No senso comum entre os artistas marciais, reconhece-se facilmente como "tradição inventada" os sistemas elaborados por "não-chineses" ou por "pretensos mestres" que, não sendo de linhagem pura, sintetizam o que se supõe por fragmentos ou rudimentos de algo "legítimo" com vistas a ter um "aspecto" (enganoso) de verdadeiro. Por outro lado, toma-se como natural que um conjunto de escolas sejam "legítimas" em virtude de suas purezas de linhagem, o que supostamente as preservariam de transformações ou perdas no tempo. Assumem-se como naturais a sua antiguidade, imutabilidade e autenticidade (geográfica, étnica, cultural). São aceitas como positividades históricas e não construções vivas de experiências e memórias. Não se percebe que, pelo contrário, é a mania de fixação e de inadaptação que constitui o limite entre uma tradição viva e uma tradição inventada. Pior, não se percebe que este culto à uma tradição inventada, a inconsciência de sua artificialidade e o apego aos seus ritualismos são, na verdade, epitáfios do destino trágico desta tradição.
É preciso ter clareza: querer reviver as artes marciais praticadas no passado (seja ele mais remoto ou mais próximo) é impossível. Mesmo que houvesse perfeita preservação técnica (o que é impossível, diga-se), haveria sempre a mudança nos sentidos desta arte, pois ela estaria inserida em outro contexto (cultural, social, político, militar, filosófico, educacional etc.). Assumindo que as artes chinesas de punho tenham uma história capaz de ser traçada da Dinastia Ming aos dias atuais (seguindo, aqui, as hipóteses de Meir Shahar); assumindo também que os registros históricos mais encorpados surgem sobretudo a partir do final da Dinastia Qing; finalmente, assumindo que a maior parte das escolas conhecidas e atuantes na contemporaneidade, quando sistematizadas, não foram antes das décadas de 30 ou 40 do século XX; levando isso tudo em conta e, ainda, o intenso processo de transformações políticas, econômicas, sociais e culturais da China e dos chineses espalhados em diversas partes do mundo desde meados do século passado até hoje, atingindo, inclusive o universo do wushu, não se pode tratar das "velhas tradições chinesas" com excesso de romantismo ou de idealidade ingênua.
É muito frequente, no Brasil, a idealização da China por meio de estereótipos e marcas de exotismo.
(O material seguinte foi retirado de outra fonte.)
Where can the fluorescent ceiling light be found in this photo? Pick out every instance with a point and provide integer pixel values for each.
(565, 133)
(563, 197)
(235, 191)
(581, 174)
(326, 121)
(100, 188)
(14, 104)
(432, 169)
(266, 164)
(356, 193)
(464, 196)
A China habita muito mais a nossa fantasia do que o nosso repertório concreto de referências de mundo. Nos casos mais graves, tamanha ingenuidade (quando não ignorância) produz o fenômeno do "pastiche cultural", aquilo que mais comumente se reconhece como "invenções" em artes marciais chinesas: por exemplo, estilos supostamente chineses com nomes japoneses ou que misturam japonês, mandarim e cantonês tudo junto... Em nível "intermediário", produz as visões mais petrificadas de convenções, tais como a naturalização de que existem estilos propriamente "norte" e outros propriamente "sul" (como se fosse algo preto no branco...), ou, para além da técnica e indo para a dimensão cultural, a confusão ou associação muito direta entre valores confucionistas e a moralidade patriarcal cristã. Porém, em um nível mais sutil, a China imaginária também faz crer que, em algum lugar escondido, encontra-se uma substância chinesa puramente preservada, cujo acesso é para pouquíssimos eleitos e, menos ainda, no caso de ocidentais. É disso que gostaria de falar.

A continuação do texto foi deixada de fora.